I still have my moments where I feel dirty and disgusting, but then I remember how you showed me I never was when you helped make sure the wounds I created were cared for and didn’t get infected. ”

Before I can respond, our meals arrive and we start eating. I know the topic is hard to discuss, but being in a relatively neutral space has helped her open up even more and I’m so proud of her right now, I could burst.

“Good idea to bring the dessert home,” she says as we drive away from the restaurant.

“Kitten, I want us to enjoy this in the comfort of our own space,” I reply. “I may or may not have plans for the sauce. Later of course.”

The giggle that reverberates through the cab of the truck has me grinning in return. “You’d really be willing to do laundry later?” she finally asks.

“Every day and twice on Sunday,” I quip, reaching for her hand so I can hold it in mine.

“An anomaly,” she whispers. Out loud, she says, “You sure you’re going to be okay if we have to stop?”

“A boy might have an issue stopping, but any male who calls himself a man shouldn’t, even if he’s in the middle of the act, plain and simple.

While I may not be able to control the physiological aspect of things, as far as my dick getting hard, I am in control of what I do with it and even if we’ve made it to that point, if you start freaking out, I will stop.

That’s a promise that will never be broken by me.

No matter the circumstances, you say stop, and everything halts without question.

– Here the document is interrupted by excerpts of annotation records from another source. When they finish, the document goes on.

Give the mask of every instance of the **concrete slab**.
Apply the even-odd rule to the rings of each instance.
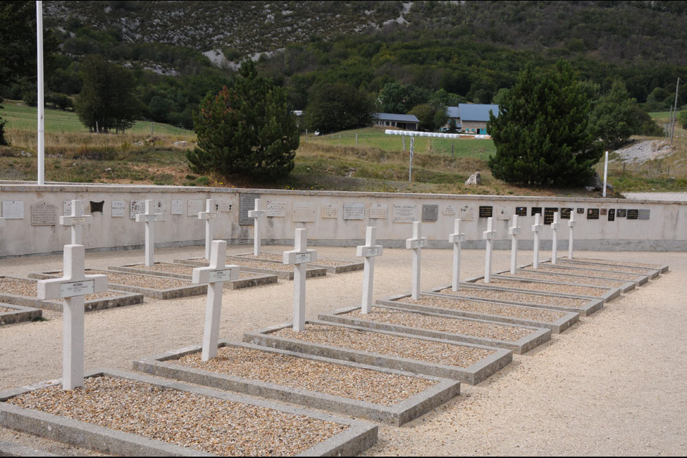
[[[169,278],[178,278],[182,280],[191,281],[193,277],[192,273],[179,273],[177,272],[166,272],[164,270],[153,271],[146,269],[137,266],[141,264],[126,264],[124,266],[111,266],[107,268],[109,271],[114,272],[124,272],[126,273],[142,273],[144,275],[155,275],[159,277],[168,277]],[[156,262],[155,266],[164,268],[165,266],[170,266],[170,270],[179,270],[179,266],[188,267],[189,272],[192,273],[194,266],[183,266],[179,264],[171,264],[169,262]],[[260,286],[262,285],[273,284],[277,282],[276,275],[269,275],[262,273],[253,273],[250,272],[240,272],[240,277],[238,279],[225,282],[224,288],[225,289],[241,289],[249,288],[251,286]]]
[[[117,369],[99,369],[87,376],[97,377],[100,376],[126,378],[203,396],[265,407],[286,413],[302,415],[348,426],[341,433],[308,448],[297,456],[352,456],[368,448],[376,442],[377,439],[378,427],[376,426],[357,420],[335,417],[326,413],[292,407],[271,401],[258,400],[209,388],[194,387],[179,382],[166,380],[147,375]],[[20,394],[58,382],[59,380],[49,380],[0,393],[0,426],[52,440],[58,440],[65,444],[113,455],[125,456],[213,456],[197,450],[65,417],[23,409],[4,402]],[[166,409],[168,407],[160,406],[160,408]]]
[[[56,278],[59,277],[59,275],[47,276],[41,275],[41,274],[31,274],[29,277],[32,277],[32,278],[19,278],[18,277],[3,275],[0,276],[0,279],[2,278],[15,278],[20,280],[36,282],[37,279],[34,277],[34,275],[38,279]],[[143,295],[142,294],[120,291],[114,288],[108,290],[108,291],[112,295],[85,300],[84,310],[86,312],[92,312],[93,310],[102,310],[107,308],[114,308],[115,307],[124,307],[125,306],[143,304]],[[60,313],[62,313],[62,307],[64,305],[61,300],[40,301],[36,296],[24,296],[8,293],[0,293],[0,301],[16,306],[42,308],[45,310],[52,310]]]
[[[366,319],[350,318],[346,317],[346,315],[351,312],[361,310],[361,307],[359,306],[355,306],[352,307],[339,308],[334,310],[330,314],[321,313],[318,316],[318,318],[323,321],[331,321],[333,323],[350,325],[352,326],[369,328],[370,329],[379,330],[382,331],[391,331],[392,332],[398,332],[399,334],[411,334],[415,336],[433,337],[435,339],[440,339],[447,341],[455,341],[456,342],[464,342],[466,343],[476,343],[477,345],[486,345],[487,347],[506,348],[512,350],[514,353],[517,354],[527,353],[530,350],[539,346],[542,343],[551,340],[551,330],[530,326],[517,325],[519,328],[526,328],[530,330],[531,333],[529,335],[522,337],[521,339],[519,339],[517,341],[498,340],[496,339],[480,337],[468,334],[455,334],[453,332],[436,331],[423,328],[405,326],[390,323],[385,323],[379,319],[375,319],[375,309],[379,310],[399,310],[392,309],[390,307],[377,306],[376,307],[374,307],[372,308],[372,313],[365,315],[365,318]],[[412,310],[404,311],[412,312]],[[458,317],[449,317],[445,314],[435,313],[425,313],[423,314],[426,317],[433,317],[434,318],[440,319],[444,321],[460,319],[473,321],[475,323],[484,323],[503,325],[503,323],[497,323],[494,321],[488,321],[486,320],[479,320],[471,318],[458,318]]]
[[[490,291],[504,291],[504,298],[492,298],[490,297],[488,301],[489,302],[494,302],[498,304],[515,304],[518,306],[526,306],[528,307],[534,307],[536,308],[545,308],[552,310],[561,310],[561,312],[570,312],[572,313],[579,313],[582,317],[589,317],[594,312],[601,310],[603,308],[604,300],[598,297],[585,297],[583,296],[571,296],[570,295],[558,295],[552,293],[546,293],[545,291],[534,291],[530,290],[525,289],[515,289],[515,288],[498,288],[494,286],[485,286],[484,285],[476,285],[473,283],[462,283],[460,284],[460,289],[464,290],[464,288],[475,288],[475,289],[482,289],[482,290],[488,290]],[[458,297],[460,299],[472,300],[475,299],[472,296],[468,296],[464,294],[461,294],[460,291],[456,293],[450,293],[451,285],[445,285],[443,286],[438,286],[437,288],[433,288],[428,291],[426,291],[427,294],[436,294],[440,296],[445,296],[447,297]],[[513,299],[509,299],[506,296],[506,294],[508,292],[511,293],[522,293],[526,295],[534,295],[538,297],[562,297],[567,298],[576,300],[583,300],[585,301],[584,304],[579,307],[574,306],[561,306],[557,305],[556,304],[536,304],[534,302],[521,302],[518,301],[514,301]]]
[[[39,308],[0,302],[0,326],[21,323],[22,321],[30,321],[41,317],[43,317],[43,310]]]
[[[179,264],[185,264],[190,266],[208,266],[210,262],[207,260],[203,257],[192,257],[188,260],[174,260],[174,262]],[[284,268],[273,268],[273,265],[277,263],[275,262],[267,262],[265,261],[260,261],[262,264],[264,265],[264,268],[262,267],[251,267],[249,266],[245,265],[244,263],[246,260],[242,261],[240,259],[236,259],[232,257],[227,257],[227,264],[235,264],[238,266],[240,266],[241,270],[246,272],[256,272],[258,273],[264,273],[270,275],[277,275],[279,278],[284,280],[293,280],[293,266],[291,266],[290,269]],[[255,261],[251,261],[251,264],[255,263]],[[281,264],[284,265],[284,264]],[[327,275],[327,269],[322,267],[307,267],[306,268],[305,277],[306,278],[312,278],[313,277],[324,277]]]
[[[407,372],[425,374],[436,377],[452,378],[460,380],[461,382],[464,382],[469,385],[477,385],[477,383],[480,383],[482,380],[488,378],[492,374],[498,371],[499,369],[507,366],[513,360],[513,352],[493,347],[486,347],[484,345],[477,345],[469,343],[458,343],[452,341],[433,339],[431,337],[422,337],[420,336],[401,334],[398,332],[391,332],[389,331],[375,330],[368,328],[350,326],[318,320],[306,321],[306,330],[307,330],[308,324],[347,328],[358,331],[376,332],[378,334],[408,339],[416,339],[429,342],[448,343],[456,346],[482,348],[493,350],[494,352],[489,356],[477,361],[467,367],[459,367],[449,365],[428,363],[418,359],[401,358],[384,354],[383,353],[363,352],[344,347],[335,347],[333,345],[314,343],[273,335],[274,332],[280,330],[291,328],[292,327],[291,323],[269,326],[268,328],[264,328],[256,331],[246,332],[243,335],[243,341],[249,343],[254,343],[272,348],[280,348],[281,350],[289,350],[291,352],[306,353],[308,354],[324,356],[325,358],[332,358],[334,359],[342,359],[348,361],[353,361],[354,363],[359,363],[360,364],[379,366],[388,369],[395,369],[396,370]]]
[[[442,294],[423,293],[420,295],[420,297],[422,298],[423,296],[431,296],[431,295],[447,297],[448,299],[463,299],[466,301],[475,302],[477,304],[493,304],[493,301],[491,301],[475,299],[474,297],[469,297],[466,296],[454,296],[454,295],[442,295]],[[387,308],[411,310],[416,313],[422,313],[428,315],[438,315],[443,317],[460,317],[462,318],[474,318],[476,319],[482,319],[487,321],[493,321],[495,323],[505,323],[506,324],[515,324],[523,326],[531,326],[532,328],[543,328],[545,329],[550,329],[553,332],[556,332],[556,334],[565,331],[566,329],[567,329],[568,328],[570,328],[570,326],[572,326],[572,325],[580,321],[580,314],[572,312],[563,313],[562,317],[556,319],[554,321],[551,322],[539,321],[536,320],[526,319],[518,317],[515,316],[517,314],[515,312],[512,314],[497,315],[490,313],[472,312],[465,310],[460,310],[458,308],[444,308],[441,307],[430,307],[427,306],[420,306],[416,304],[411,304],[409,302],[403,302],[403,299],[410,299],[411,295],[409,293],[406,293],[406,294],[399,294],[393,296],[389,296],[388,297],[377,299],[376,304],[378,306],[382,306]],[[537,311],[538,310],[541,310],[541,308],[539,307],[533,307],[531,306],[521,305],[515,303],[502,304],[500,305],[506,305],[508,306],[509,309],[510,308],[513,308],[512,310],[514,312],[518,312],[521,310]]]
[[[194,285],[190,280],[182,280],[179,279],[172,279],[177,282],[182,282],[188,284],[183,286],[177,286],[174,288],[146,288],[144,286],[137,286],[126,283],[113,283],[110,279],[109,274],[117,274],[131,277],[132,281],[140,279],[141,277],[148,279],[150,284],[155,284],[156,281],[160,282],[164,277],[149,275],[141,273],[125,273],[124,272],[113,272],[111,271],[101,271],[98,269],[87,268],[86,274],[102,274],[108,275],[108,286],[113,290],[126,291],[143,295],[146,297],[155,297],[155,299],[177,299],[179,297],[188,297],[190,296],[200,296],[207,293],[207,285]],[[53,271],[51,272],[44,272],[43,273],[30,274],[30,277],[34,278],[58,278],[62,275],[61,271]]]
[[[422,393],[390,407],[349,398],[332,396],[322,391],[301,389],[277,383],[262,382],[256,379],[232,376],[218,372],[195,369],[174,363],[175,360],[185,355],[200,353],[202,350],[202,347],[200,345],[181,348],[156,356],[134,361],[133,369],[166,378],[218,389],[238,391],[252,396],[273,399],[306,407],[321,409],[336,413],[343,413],[396,426],[400,426],[424,415],[460,393],[460,382],[445,378],[410,374],[274,348],[259,347],[241,342],[220,341],[218,347],[251,348],[266,353],[289,355],[340,366],[366,369],[388,374],[426,378],[436,380],[437,383]]]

And no, I won’t get pissed off or upset, so I don’t want you to think that’ll happen, okay?

We’re gonna take things slow and easy and at your pace, Mindy.

” I hear a hiccuping sob and glance at her to see tears are slowly trickling down her face. “Kitten? What’s the matter?”

“We haven’t even done anything yet and already I feel like I’ve regained some of me back, Cruz,” she says through her sobs. “Again, I’ve gotta be the luckiest person alive.”

“Blessed, Mindy,” I add. “We’re both blessed.”

“Yes, yes we are,” she whispers, squeezing my hand.